The standoff inflamed tensions that are already running high between Brazil’s executive and judiciary branches, as the snowballing Petrobras probe reaches Rousseff’s inner circle and hangs over a congressional impeachment committee named yesterday.
Calls for Rousseff’s impeachment have centered on allegations, unrelated to Petrobras, that she broke budget rules intentionally to boost spending as she campaigned for re-election in 2014. A 65-member impeachment committee of the lower house will now formally begin studying whether there are sufficient grounds to remove her.
Deliberations could drag on for months. But hotly contested seats on the committee, amid vocal calls from some opposition lawmakers for Rousseff to resign, were spread among all parties in the lower house of Congress.
“The panel includes moderates, allies and opponents of the government,” said Leonardo Picciani, leader in the lower house of the centrist PMDB party, Rousseff’s main governing partner.
Rousseff and Lula have both denied any wrongdoing.
Brazil’s benchmark stock index rallied 6.6 percent, the biggest daily jump in seven years, and the Brazilian real firmed 2.3 percent as the political crisis increased bets that Rousseff’s ouster could bring a more market-friendly administration to power.
The real’s 10 percent gain so far this month led the central bank to scale back its currency intervention.
Rousseff appointed her mentor, who remains one of Brazil’s most influential politicians six years after leaving office, in an effort to fight impeachment and win back working-class supporters amid the worst economic recession in decades.
The corruption probe, however, has weakened Lula’s sway in Congress and there are growing signs that Rousseff’s main coalition partner is ready to abandon the unpopular government.
Brazil’s powerful industry lobby, the CNI, said the political crisis was having “catastrophic” consequences for businesses and called on the country’s politicians to overcome their differences to restore confidence.
As Rousseff swore Lula into office, she strongly criticized the release on Wednesday of a taped telephone conversation between them that was made public by Sergio Moro, the crusading federal judge overseeing the Petrobras investigation.

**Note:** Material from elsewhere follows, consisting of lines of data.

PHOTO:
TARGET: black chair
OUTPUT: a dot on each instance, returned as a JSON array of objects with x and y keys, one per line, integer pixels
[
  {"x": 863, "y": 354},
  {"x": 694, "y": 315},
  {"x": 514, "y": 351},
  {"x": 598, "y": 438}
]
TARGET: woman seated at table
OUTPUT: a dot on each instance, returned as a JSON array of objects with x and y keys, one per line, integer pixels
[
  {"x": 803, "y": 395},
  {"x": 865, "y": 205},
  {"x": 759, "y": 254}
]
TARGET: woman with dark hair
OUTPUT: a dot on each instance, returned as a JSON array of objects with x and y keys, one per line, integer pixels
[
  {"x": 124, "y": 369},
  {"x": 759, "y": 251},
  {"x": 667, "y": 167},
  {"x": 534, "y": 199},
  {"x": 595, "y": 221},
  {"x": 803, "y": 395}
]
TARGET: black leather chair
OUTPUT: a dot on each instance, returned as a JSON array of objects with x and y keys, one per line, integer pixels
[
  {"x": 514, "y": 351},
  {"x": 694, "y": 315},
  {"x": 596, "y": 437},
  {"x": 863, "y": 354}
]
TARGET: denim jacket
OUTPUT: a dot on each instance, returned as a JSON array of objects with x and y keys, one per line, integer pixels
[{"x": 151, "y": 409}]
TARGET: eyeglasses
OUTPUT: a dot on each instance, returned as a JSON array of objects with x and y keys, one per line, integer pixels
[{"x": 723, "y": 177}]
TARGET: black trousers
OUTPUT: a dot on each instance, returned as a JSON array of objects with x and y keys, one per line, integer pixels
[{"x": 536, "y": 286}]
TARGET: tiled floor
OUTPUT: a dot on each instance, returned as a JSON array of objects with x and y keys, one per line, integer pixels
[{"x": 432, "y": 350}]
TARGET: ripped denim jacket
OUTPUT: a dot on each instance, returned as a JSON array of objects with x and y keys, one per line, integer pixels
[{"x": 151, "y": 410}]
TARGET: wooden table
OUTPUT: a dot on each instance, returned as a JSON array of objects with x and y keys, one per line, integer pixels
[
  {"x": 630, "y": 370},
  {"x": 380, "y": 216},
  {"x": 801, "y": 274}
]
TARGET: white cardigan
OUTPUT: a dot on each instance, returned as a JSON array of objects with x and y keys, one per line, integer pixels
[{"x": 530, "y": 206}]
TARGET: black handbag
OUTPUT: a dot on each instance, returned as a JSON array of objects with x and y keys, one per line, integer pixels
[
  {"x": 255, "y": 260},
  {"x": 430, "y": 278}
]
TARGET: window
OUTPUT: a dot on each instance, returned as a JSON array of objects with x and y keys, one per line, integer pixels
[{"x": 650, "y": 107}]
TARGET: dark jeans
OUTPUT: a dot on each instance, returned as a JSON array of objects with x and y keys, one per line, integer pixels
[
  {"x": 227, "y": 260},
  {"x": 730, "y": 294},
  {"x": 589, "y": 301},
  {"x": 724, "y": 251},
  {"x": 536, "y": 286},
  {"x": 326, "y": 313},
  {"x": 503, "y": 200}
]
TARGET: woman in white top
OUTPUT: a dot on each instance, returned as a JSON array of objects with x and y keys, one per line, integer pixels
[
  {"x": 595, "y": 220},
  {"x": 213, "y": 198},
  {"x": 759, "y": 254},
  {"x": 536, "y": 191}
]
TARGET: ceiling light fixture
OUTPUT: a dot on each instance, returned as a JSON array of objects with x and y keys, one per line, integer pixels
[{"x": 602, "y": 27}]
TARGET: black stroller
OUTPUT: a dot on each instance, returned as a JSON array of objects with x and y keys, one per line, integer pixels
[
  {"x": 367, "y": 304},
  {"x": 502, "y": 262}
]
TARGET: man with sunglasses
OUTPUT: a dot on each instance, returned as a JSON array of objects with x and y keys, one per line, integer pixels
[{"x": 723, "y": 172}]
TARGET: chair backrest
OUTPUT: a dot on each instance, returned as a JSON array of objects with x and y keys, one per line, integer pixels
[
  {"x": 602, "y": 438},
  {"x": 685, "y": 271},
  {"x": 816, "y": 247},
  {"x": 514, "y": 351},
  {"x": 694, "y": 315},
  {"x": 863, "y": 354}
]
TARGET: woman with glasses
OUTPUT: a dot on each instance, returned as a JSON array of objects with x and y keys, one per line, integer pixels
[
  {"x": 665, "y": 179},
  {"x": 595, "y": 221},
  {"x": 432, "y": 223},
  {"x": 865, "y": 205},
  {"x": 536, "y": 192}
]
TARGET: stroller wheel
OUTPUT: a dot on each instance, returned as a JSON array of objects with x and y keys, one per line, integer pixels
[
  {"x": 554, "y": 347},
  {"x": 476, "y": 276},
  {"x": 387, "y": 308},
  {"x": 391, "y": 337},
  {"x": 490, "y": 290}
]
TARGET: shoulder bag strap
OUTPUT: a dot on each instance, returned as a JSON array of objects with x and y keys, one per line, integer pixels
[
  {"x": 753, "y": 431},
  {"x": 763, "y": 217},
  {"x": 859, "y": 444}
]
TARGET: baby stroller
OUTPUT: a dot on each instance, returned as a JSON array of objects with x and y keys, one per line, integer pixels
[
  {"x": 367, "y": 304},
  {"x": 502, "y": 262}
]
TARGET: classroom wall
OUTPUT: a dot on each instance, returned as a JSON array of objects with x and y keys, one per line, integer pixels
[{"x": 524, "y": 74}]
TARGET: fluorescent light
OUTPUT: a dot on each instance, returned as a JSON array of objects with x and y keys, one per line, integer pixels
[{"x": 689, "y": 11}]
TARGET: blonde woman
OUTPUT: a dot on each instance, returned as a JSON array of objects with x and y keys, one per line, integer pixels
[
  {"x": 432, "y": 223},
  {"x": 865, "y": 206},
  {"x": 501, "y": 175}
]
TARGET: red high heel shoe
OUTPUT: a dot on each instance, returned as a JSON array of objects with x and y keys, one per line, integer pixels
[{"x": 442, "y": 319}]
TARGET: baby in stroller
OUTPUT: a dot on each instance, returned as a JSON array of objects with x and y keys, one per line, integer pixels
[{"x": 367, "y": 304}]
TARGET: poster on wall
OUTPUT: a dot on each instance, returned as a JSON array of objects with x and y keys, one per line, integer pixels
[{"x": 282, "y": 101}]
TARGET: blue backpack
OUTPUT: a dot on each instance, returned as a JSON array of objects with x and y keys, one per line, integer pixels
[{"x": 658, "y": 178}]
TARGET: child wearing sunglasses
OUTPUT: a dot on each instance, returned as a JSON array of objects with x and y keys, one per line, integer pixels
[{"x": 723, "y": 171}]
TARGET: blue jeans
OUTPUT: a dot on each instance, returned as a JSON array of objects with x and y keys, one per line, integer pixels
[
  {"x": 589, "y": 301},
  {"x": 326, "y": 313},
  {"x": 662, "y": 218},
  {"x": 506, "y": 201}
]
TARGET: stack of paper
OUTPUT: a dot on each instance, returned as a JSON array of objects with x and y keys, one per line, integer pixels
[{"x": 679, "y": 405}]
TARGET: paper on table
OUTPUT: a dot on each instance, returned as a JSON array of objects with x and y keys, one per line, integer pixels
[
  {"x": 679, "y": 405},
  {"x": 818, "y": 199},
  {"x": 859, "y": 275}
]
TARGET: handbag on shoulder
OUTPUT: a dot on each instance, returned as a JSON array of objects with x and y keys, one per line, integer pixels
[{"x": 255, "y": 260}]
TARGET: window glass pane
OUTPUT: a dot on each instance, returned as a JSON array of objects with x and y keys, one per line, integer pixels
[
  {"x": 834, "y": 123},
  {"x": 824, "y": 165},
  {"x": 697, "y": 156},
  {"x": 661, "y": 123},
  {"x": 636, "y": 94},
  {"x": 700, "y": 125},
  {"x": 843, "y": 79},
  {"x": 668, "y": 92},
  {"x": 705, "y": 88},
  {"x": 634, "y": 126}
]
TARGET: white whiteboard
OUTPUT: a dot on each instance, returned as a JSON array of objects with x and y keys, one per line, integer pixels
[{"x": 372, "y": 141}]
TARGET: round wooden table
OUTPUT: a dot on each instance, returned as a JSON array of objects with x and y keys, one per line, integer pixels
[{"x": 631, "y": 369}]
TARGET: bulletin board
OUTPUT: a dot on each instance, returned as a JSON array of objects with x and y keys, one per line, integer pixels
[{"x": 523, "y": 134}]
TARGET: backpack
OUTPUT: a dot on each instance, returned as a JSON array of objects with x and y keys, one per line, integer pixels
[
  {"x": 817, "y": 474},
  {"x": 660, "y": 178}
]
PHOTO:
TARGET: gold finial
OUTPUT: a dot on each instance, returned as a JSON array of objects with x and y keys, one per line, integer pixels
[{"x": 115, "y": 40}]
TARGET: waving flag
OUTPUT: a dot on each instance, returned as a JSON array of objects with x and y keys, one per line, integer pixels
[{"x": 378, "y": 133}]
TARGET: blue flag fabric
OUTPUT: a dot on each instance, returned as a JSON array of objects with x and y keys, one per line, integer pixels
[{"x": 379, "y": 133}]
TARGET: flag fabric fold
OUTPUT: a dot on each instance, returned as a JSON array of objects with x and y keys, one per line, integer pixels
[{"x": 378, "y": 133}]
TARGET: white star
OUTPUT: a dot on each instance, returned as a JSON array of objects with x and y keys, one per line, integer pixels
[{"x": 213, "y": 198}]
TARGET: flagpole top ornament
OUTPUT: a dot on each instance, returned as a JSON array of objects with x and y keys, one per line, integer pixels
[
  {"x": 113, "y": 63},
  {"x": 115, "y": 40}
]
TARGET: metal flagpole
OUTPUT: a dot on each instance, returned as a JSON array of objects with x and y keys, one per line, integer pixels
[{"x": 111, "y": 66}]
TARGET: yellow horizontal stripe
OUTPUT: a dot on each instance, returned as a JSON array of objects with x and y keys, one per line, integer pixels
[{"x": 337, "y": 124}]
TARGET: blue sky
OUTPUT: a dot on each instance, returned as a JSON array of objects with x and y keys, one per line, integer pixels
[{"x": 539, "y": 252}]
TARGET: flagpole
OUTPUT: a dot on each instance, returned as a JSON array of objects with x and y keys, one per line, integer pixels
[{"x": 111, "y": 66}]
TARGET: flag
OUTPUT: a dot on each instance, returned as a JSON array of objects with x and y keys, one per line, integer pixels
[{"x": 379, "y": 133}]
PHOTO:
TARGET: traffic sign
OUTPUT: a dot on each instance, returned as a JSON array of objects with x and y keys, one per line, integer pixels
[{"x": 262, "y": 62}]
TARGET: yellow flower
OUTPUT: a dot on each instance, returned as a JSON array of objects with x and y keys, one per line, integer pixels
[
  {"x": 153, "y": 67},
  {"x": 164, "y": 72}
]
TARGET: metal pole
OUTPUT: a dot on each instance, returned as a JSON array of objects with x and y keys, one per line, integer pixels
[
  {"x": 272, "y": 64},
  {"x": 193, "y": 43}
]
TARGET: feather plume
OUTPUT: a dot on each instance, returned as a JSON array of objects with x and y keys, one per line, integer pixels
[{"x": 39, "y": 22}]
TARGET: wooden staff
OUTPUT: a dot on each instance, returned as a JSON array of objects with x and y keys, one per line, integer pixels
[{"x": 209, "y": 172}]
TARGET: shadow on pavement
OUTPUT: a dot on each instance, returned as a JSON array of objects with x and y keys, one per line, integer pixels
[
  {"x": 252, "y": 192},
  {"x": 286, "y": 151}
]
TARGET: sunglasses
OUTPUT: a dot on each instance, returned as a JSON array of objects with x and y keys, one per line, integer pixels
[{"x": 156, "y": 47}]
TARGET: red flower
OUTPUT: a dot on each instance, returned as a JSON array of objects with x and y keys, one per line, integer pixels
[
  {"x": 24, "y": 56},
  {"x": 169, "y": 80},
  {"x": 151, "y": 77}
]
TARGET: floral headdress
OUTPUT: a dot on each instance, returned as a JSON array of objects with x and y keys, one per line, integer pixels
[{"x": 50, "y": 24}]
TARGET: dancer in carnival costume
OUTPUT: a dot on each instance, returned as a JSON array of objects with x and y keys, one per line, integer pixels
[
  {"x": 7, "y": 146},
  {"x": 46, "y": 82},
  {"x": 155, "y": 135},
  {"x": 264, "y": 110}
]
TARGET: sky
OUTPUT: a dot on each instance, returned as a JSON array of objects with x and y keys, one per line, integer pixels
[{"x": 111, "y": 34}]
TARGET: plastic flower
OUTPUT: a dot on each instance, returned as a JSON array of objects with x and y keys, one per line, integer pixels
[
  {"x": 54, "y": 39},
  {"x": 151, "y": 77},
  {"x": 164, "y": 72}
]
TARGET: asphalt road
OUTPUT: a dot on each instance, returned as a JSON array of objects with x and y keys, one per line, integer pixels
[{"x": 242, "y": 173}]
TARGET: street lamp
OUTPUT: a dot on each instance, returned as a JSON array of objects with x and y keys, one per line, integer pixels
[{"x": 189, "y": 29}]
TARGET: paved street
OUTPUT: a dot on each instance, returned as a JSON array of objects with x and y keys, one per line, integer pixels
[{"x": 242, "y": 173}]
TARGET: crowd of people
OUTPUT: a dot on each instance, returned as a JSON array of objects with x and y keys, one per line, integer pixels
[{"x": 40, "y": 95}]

Moro, the public face of the biggest graft probe in Brazilian history, said the tape showed they had discussed influencing prosecutors and courts to protect Lula, who leaves Moro’s jurisdiction.
“Convulsing Brazilian society with lies, with reprehensible practices violates constitutional rights and as well as the rights of citizens,” said Rousseff, who called the recording illegal and anti-democratic.
Judiciary association and prosecutors working with Moro sprang to his defense, repudiating what they called efforts to intimidate him and his team of investigators.
“Those telephone conversations provide evidence of obstructing the investigation, part of a treacherous underground war waged in the shadows, far from the courts,” wrote thirteen federal prosecutors on Moro’s task force in a public statement.
Moro said in a court filing released on Wednesday that the taped telephone conversations did not provide proof that Lula and Rousseff were interfering with his investigation.
He said, however, that he released the recordings because citizens had a right to know how they were being governed.
One recording, made public by the court, included Rousseff offering to send Lula a copy of his appointment urgently “in case it was necessary” – a possible reference to the ministerial post providing him with immediate immunity from arrest.
Brazil’s biggest-ever corruption probe, which centers on bribes and political kickbacks at Petrobras, has led to the conviction of dozens of powerful executives and politicians while recovering 2.9 billion reais ($795 million) in stolen money.
Prosecutors accuse Lula of concealing ownership of an oceanfront apartment that was built and furnished by one of the Petrobras contractors in the graft scheme.
The widening bribery scandal has divided Rousseff’s fractious coalition and moved the PMDB closer to breaking with her government.
Vice President Michel Temer, leader of the PMDB, did not attend the swearing-in of Lula because Rousseff appointed a lawmaker from his party as civil aviation minister, Temer’s aides said. A PMDB convention on Saturday banned its members from taking new posts in her government.